Hypothalamic-pituitary-adrenal (HPA) axis

The fetal hypothalamic-pituitary-adrenal (HPA) axis is critical for mechanisms controlling the regulation of intrauterine homeostasis, the timely differentiation and maturation of vital organ systems such as the CNS, liver, and lungs, preparing the timing of fetal growth, and commencing parturition [37, 38]. Hormone activity in the HPA axis begins early in development between eight and 12 weeks of gestation and is regulated through interaction with the placenta [39]. Both animal and human studies have demonstrated that an adverse intrauterine environment can lead to HPA axis dysfunction [10, 40, 41]. PNE, has been shown to inhibit the functional development of the HPA axis and may increase one’s risk for intrauterine growth retardation (IUGR) [41]. A variety of clinical epidemiologic studies have demonstrated that the risk of chronic adult diseases, such as obesity, cardiovascular disease, diabetes, and depression are increased in IGUR offspring that were exposed to prenatal smoking or PNE [42, 43]. Clinical studies have also confirmed that prenatal glucocorticoid (GC) exposure not only sensitizes the HPA axis response to painful stress of a heel-stick in full-term infants, but also increases the stress reactivity of 10-year-old-children to a standard psychological stress test [44, 45]. One animal study demonstrated that PNE increases expression levels of cholesterol side-chain cleavage enzyme (P450scc) and adrenal steroid acute regulatory protein (StAR) in pregnant rats and reduces the levels of 11β-hydroxysteroid dehydrogenase-2 (11β-HSD-2) which is responsible for the inactivation of mother-derived GC [46]. Thus, PNE was found to alter the programming of the HPA axis and over-expose the fetus to maternal GC thereby increasing one’s risk for metabolic syndromes in adulthood [47].

Epigenetics

Maternal smoking in pregnancy has also been associated with epigenetic modifications, including DNA methylation, that are implicated in deleterious changes to gene expression and processes related to growth and development [48, 49]. A meta-analysis analyzed the association between maternal smoking in pregnancy and newborn DNA methylation at over 450,000 CpG sites (cpGs) across 13 cohort studies (n = 6,685) [49]. They found that over 6,000 CpGs were differentially methylated in offspring exposed to maternal smoking including several genes that were critical in development [49]. Maternal smoking during pregnancy was found to significantly reduce the methylation of the gene PRDM8 (PR domain contain 8), which is a gene that’s tightly regulated in a spatiotemporal manner during neural development and is important for regulating the morphological transition in neocortical development [49–53]. The analysis also found DLGAP2 (discs large homolog-associated protein 2) to have many significant CpGs associated with maternal smoking during pregnancy [49].

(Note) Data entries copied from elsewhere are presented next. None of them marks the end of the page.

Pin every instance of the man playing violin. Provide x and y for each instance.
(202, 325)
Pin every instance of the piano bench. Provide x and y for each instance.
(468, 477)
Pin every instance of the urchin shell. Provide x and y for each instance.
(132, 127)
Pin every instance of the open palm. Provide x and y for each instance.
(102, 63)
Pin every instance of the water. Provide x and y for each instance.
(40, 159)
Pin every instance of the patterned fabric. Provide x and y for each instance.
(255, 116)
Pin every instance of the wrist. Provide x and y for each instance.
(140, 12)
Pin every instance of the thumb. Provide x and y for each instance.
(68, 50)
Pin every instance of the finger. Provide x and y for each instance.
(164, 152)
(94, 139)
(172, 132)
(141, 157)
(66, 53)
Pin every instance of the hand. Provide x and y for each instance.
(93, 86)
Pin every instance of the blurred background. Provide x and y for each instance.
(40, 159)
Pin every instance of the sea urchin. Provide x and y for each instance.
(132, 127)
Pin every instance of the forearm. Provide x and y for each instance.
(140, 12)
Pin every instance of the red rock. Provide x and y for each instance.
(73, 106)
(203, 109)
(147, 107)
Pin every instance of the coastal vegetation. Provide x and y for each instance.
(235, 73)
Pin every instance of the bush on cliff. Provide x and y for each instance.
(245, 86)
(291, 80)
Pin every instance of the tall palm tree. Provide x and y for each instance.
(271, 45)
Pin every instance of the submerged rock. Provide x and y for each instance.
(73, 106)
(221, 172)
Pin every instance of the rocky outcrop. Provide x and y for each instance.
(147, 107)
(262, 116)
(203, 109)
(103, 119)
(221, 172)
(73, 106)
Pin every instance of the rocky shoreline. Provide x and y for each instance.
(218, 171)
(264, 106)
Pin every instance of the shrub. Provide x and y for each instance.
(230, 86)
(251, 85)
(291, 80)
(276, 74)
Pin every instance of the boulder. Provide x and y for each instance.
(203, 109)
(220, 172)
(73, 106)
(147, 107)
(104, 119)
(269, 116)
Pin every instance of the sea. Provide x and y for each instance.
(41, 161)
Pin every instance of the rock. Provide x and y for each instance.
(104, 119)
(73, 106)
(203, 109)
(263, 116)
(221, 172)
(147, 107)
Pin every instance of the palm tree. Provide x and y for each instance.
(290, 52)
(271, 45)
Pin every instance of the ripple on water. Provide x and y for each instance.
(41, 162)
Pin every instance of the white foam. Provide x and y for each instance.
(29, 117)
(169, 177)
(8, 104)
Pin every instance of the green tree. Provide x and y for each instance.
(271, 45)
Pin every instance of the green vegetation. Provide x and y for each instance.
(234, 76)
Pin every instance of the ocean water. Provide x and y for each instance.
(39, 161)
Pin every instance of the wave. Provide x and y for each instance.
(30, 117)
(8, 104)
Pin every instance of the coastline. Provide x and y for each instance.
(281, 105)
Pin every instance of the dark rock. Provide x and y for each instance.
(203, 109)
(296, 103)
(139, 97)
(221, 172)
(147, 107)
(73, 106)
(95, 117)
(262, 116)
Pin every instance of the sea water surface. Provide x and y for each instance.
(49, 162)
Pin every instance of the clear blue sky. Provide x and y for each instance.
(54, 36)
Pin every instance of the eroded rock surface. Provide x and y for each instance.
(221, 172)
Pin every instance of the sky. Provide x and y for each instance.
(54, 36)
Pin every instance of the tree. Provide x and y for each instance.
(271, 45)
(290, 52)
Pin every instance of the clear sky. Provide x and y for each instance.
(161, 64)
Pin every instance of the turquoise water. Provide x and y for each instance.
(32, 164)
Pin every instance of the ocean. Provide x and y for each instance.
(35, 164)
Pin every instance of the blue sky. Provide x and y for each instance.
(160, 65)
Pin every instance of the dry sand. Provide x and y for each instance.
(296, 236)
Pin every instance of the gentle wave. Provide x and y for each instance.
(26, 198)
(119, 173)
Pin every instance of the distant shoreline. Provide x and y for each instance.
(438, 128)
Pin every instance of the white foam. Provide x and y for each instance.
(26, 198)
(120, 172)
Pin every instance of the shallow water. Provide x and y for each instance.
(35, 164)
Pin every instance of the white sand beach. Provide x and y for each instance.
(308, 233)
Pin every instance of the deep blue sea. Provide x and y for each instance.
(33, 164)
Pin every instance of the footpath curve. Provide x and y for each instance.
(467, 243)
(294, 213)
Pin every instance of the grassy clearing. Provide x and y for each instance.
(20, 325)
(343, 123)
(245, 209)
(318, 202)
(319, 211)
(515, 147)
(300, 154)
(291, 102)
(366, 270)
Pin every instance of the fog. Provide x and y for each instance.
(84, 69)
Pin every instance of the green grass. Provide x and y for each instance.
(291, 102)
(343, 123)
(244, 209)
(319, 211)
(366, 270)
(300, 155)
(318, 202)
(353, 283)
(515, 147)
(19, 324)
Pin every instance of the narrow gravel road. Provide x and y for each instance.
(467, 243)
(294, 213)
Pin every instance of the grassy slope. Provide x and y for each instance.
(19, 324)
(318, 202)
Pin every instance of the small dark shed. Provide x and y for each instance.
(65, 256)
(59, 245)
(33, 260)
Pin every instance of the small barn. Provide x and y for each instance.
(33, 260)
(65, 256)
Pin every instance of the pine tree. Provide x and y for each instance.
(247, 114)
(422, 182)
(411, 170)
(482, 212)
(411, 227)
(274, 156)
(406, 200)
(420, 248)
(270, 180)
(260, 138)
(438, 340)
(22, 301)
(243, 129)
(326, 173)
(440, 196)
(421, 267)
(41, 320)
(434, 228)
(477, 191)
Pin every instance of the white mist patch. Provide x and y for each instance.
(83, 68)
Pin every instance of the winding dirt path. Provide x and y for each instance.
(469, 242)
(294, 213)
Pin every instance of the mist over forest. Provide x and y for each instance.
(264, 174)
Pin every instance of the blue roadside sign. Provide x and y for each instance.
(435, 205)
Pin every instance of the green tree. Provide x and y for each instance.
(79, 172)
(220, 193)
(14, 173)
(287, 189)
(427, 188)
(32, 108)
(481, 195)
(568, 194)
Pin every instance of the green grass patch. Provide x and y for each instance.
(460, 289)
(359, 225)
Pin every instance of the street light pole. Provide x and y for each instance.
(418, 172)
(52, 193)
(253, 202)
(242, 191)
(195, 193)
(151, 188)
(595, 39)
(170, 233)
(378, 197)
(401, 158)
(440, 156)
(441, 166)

DGLAP2 belongs to a gene family that encodes proteins that are involved in the molecular organization of synapses and in neuronal cell signaling and has been associated with progressive epilepsy with intellectual disabilities along with other CNS disorders such as ASD and schizophrenia [54–56]. Thus, maternal smoking during pregnancy is associated with epigenetic changes that may modulate the offspring’s risk for deleterious neurobehavioral and neurodevelopmental outcomes.

Neurobehavioral and neurodevelopmental effects

Attention-deficit hyperactivity disorder (ADHD)

Attention-Deficit Hyperactivity Disorder (ADHD) is a clinically heterogenous neurodevelopmental disorder characterized by hyperactivity, inattention, impulsiveness, and inattention that first presents during childhood [57]. The DSM-V characterizes ADHD as a persistent pattern of (A1) inattention (9 symptoms) and/or (A2) hyperactivity and impulsivity (9 symptoms) that interferes with function or development [20]. Symptoms must be present in two or more settings before the age of 12 and for at least 6 months and are required to impair occupational, social, or academic functioning [20, 58]. The diagnostic criteria include three ADHD subtypes: (1) Combined presentation of both hyperactivity and impulsivity meeting criterion A1 and A2 for at least 6 months, (2) Predominantly inattentive presentation meeting criterion A1 but not A2 for at least 6 months, and (3) Predominantly hyperactive/impulsive presentation meeting criterion A2 but not A1 for at least 6 months [20].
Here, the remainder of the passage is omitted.